All three horses came over at one point or another to see what we were doing. Smoke watched us the longest, almost as if he knew we were doing it for him.

Lily and Rags

With considerable trepidation, I brought home Rags yesterday to join Smoke and Lily. I put Lily in a stall so she could meet Rags over the gate, and flinched when Lily squealed, struck and half reared to impress Rags. Rags seemed more intrigued than offended. Later, when I let Lily and Rags out of their stalls after their evening meal, heels flew in all directions, and I was only slightly relieved when I noticed that the two horses seemed to maintain at least one horse length between them when they kicked. Although the night was chilly, I left the bedroom window open so I could listen for sounds of fighting in the horse field.

This morning, they were still displaying enough snarkiness that I carried a whip as I handled the horses, to discourage them if they got carried away while they were next to me. A careful inspection showed no signs of impact injuries or injury caused lameness, so I decided they were adjusting. I saw almost no signs of aggression when I fed this evening. Jack let them out of their stalls when they were done eating their concentrate. I watched from the window and they all acted as if they had known each other for years.

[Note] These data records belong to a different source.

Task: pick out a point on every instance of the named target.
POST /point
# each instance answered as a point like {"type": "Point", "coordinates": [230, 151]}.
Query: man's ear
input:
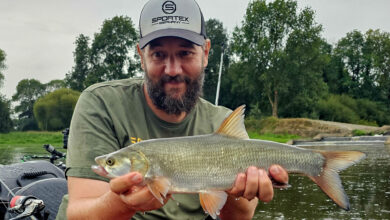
{"type": "Point", "coordinates": [140, 53]}
{"type": "Point", "coordinates": [206, 50]}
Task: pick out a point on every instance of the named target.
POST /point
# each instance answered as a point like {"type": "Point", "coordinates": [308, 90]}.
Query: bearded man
{"type": "Point", "coordinates": [174, 52]}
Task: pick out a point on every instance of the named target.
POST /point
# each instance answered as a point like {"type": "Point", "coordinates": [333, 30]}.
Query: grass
{"type": "Point", "coordinates": [15, 145]}
{"type": "Point", "coordinates": [281, 138]}
{"type": "Point", "coordinates": [31, 137]}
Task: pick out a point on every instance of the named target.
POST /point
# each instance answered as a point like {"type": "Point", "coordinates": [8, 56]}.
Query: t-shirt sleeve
{"type": "Point", "coordinates": [91, 135]}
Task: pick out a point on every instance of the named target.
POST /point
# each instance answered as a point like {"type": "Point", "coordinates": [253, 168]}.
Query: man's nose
{"type": "Point", "coordinates": [173, 66]}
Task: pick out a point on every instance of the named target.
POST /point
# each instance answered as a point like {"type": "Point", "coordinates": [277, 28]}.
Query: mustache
{"type": "Point", "coordinates": [177, 79]}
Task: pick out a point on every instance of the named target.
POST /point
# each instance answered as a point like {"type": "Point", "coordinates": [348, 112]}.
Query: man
{"type": "Point", "coordinates": [174, 52]}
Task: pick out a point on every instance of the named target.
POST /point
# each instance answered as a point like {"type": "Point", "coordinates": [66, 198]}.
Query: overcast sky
{"type": "Point", "coordinates": [38, 35]}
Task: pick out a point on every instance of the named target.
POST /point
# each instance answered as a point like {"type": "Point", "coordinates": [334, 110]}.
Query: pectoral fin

It is probably too soon to be sure, but Lily may end up as the dominant horse. Without making a big deal of it, Rags drifted around her to get to a pile of hay, rather than driving her off from the one she was eating. I’ve never cared much how herd hierarchies work themselves out, as long as they are reasonably stable so the horses aren’t continually stressed. However Rags has run this field for quite a few years now, and I will feel slightly sorry if he is displaced by a redhead with an attitude.